As I've been digging around, I've found a ton of earth worms. It's hard to stick a shovel in the ground and not see one in my yard. I noticed a few armadillos last year and they're already going this year. I don't mind the worms, but I gotta stop these armadillos from digging. Any suggestions?

I'm hoping to get rid of the worms and not have to become a wildlife removal expert. Anything I can put down for that? All I have found says carbaryl can be effective.


----------



## 440mag (Jan 29, 2018)

That's a tough one as earthworms are sooooo beneficial you DO NOT want to "get rid" of them!

I'm gonna go out on a limb and suggest you're lookin' at gettin' good at trappin'' dem dillos!

Along those lines, What To Do:

*Armadillo Control & Removal*

http://aaanimalcontrol.com/Professional-Trapper/howtogetridofarmadillos.htm

Vs What Not to do,

http://aaanimalcontrol.com/blog/armadillobait.html

_I could list other suggested items, but the truth is this: bait of any kind is not only unnecessary, it's most likely going to impede your armadillo trapping by attracting non-target animals like opossums, raccoons, or cats. Armadillos dig their food out of the ground - they rarely eat food already on the surface. They mostly eat live insects and other invertebrates. However, dillos are very easy to trap without bait. Sure, there's a lot of subtleties that go into it, but trap placement is really the only relevant factor - place the trap where an armadillo is going to walk, and you've got him._

Happy huntin' (kind of ironic when I think of all the yardeners I know who'd kill for a "problem" like too many earthworms! :lol:


----------



## thompwa (Aug 26, 2019)

440mag said:


> That's a tough one as earthworms are sooooo beneficial you DO NOT want to "get rid" of them!
> 
> I'm gonna go out on a limb and suggest you're lookin' at gettin' good at trappin'' dem dillos!
> 
> ...


Thanks for the links. I'm really torn here. Even if I take care of the armadillo(s) that are a problem now, that doesn't mean more wont come back I'm assuming?

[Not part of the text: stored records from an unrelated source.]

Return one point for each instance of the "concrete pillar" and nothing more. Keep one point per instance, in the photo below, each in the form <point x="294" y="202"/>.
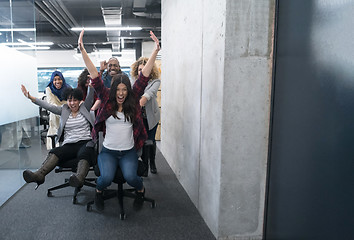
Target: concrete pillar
<point x="216" y="81"/>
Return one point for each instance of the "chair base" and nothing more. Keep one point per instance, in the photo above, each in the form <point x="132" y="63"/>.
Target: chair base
<point x="87" y="182"/>
<point x="120" y="193"/>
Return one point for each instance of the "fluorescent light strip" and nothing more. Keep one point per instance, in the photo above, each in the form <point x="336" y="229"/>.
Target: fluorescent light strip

I know the earth worms would normally be a welcomed thing but eliminating their food source is the only way I know to send those nasty turtle rats somewhere else. In this case I'm not sure their benefit outweighs the digging. I can care for the lawn without their help 

Besides, this brings me back to a time I trapped a raccoon on our back porch and he was pissed at me. I went to "relocate" him and when I went to pick up the trap he pried the gate of the trap open and took off under my feet. I screamed like a little girl.


----------



## thompwa (Aug 26, 2019)

thompwa said:


> 440mag said:
> 
> 
> > That's a tough one as earthworms are sooooo beneficial you DO NOT want to "get rid" of them!
> ...


----------



## FlowRider (Apr 7, 2019)

I would recommend you research the issue of leprosy being transmitted by armadillos first.

Then you need to check your local laws on trapping and relocating them, if you still want to do so.

It is early Spring. The earthworms will dig deeper as the soil gets more rain, and you won't see them.

The armadillos are just hungry, and digging for worms and grubs like all armadillos do.

Soon they will also go elsewhere, so you might want to just let Nature run its normal course here....

No reason to risk leprosy, and having to trap and relocate armadillos, and kill off beneficial worms....

I had the same problems, and decided to just see what happened; in two weeks, they were all gone.


----------



## Me surname (Feb 13, 2020)

Iron sulphate in the right dose will irritate worms & send them deeper for a while.


----------